The Financial Health Indicator Most Miss
Perhaps the single most revealing metric is Palantir’s “rule of 40” score—a widely recognized gauge of software company quality that weighs revenue growth against profitability. A score exceeding 40 indicates financial health; Palantir is currently measuring at 127%. This isn’t just healthy; it’s extraordinary. The gap between the company’s growth rate and profitability level suggests a business entering a new phase of maturity and efficiency.
Addressing the Valuation Question
To be fair, michael burry identifies one legitimate concern: Palantir’s valuation multiples are undeniably elevated. The stock trades at approximately 214 times current earnings with a forward P/E of 74x—metrics that would typically trigger cautionary signals.
Yet recent analyst activity reveals shifting perspectives. Of 27 analysts providing coverage, 13 now rate the stock as a buy or strong buy—notably up from just six the previous month. What prompted this upgrade trajectory? The same blockbuster earnings report that demonstrated sustained operational excellence and accelerating financial growth.
D.A. Davidson’s research team explicitly addressed michael burry’s manifesto, stating they found “no new reason to worry about Palantir” within his 10,000-word argument, nor did it contain “new evidence” that would alter their investment thesis.
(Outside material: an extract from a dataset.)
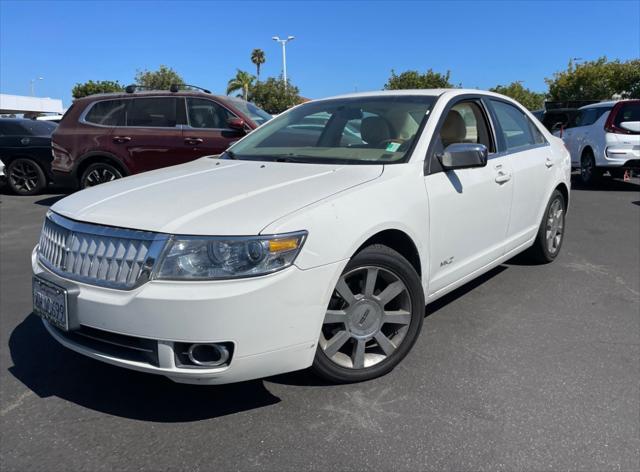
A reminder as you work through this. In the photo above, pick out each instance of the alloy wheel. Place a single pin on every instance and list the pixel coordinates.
(555, 226)
(24, 176)
(367, 319)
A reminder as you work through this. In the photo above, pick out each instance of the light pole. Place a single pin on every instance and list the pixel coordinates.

Their valuation-based price target of $180 reflects the view that while multiples are premium, the growth rate justifies the premium.
The Narrowing Gap Between Value and Price
Perhaps the most important context michael burry’s analysis overlooks: Palantir’s 35% stock price decline alongside rapid earnings acceleration has already meaningfully compressed valuation multiples. The multiple that looked excessive months ago now reflects increasingly robust fundamental improvements. Each quarter of 70%+ revenue growth with expanding profitability serves to justify—or at minimum, narrow—the valuation gap.
Investment Considerations
For investors evaluating Palantir at current levels, several approaches deserve consideration. Taking positions during weakness—similar to the recent price decline—provides more attractive entry points. Alternatively, dollar-cost averaging allows building a position while mitigating timing risk, particularly given the earnings trajectory continues to surprise positively.
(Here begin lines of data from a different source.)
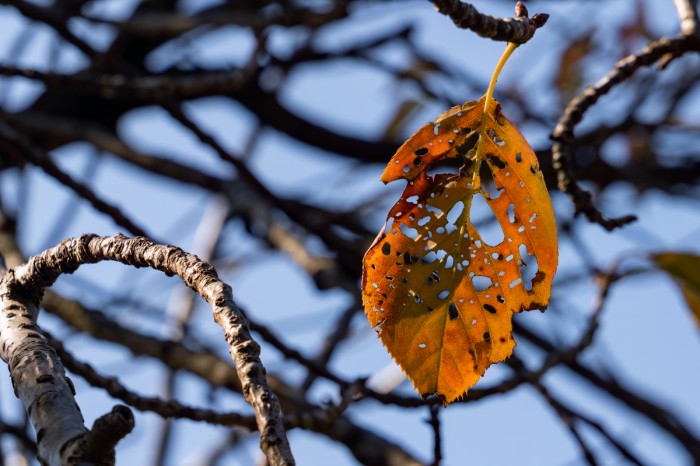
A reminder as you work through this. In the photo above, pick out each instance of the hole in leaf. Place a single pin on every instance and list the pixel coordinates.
(480, 282)
(529, 267)
(488, 185)
(389, 222)
(408, 231)
(430, 257)
(433, 209)
(487, 225)
(455, 212)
The takeaway isn’t that michael burry’s track record should be dismissed—his 2008 predictions remain the gold standard of successful market calls. However, the disconnect between his historical analysis and current financial realities suggests that past performance, while informative, doesn’t necessarily predict future outcomes. In Palantir’s case, the data increasingly supports that the company’s business model has fundamentally evolved from the unprofitable loss-generating enterprise he analyzed. Whether that justifies current valuations remains debatable, but the growth narrative now enjoys considerably stronger evidence than the bear case.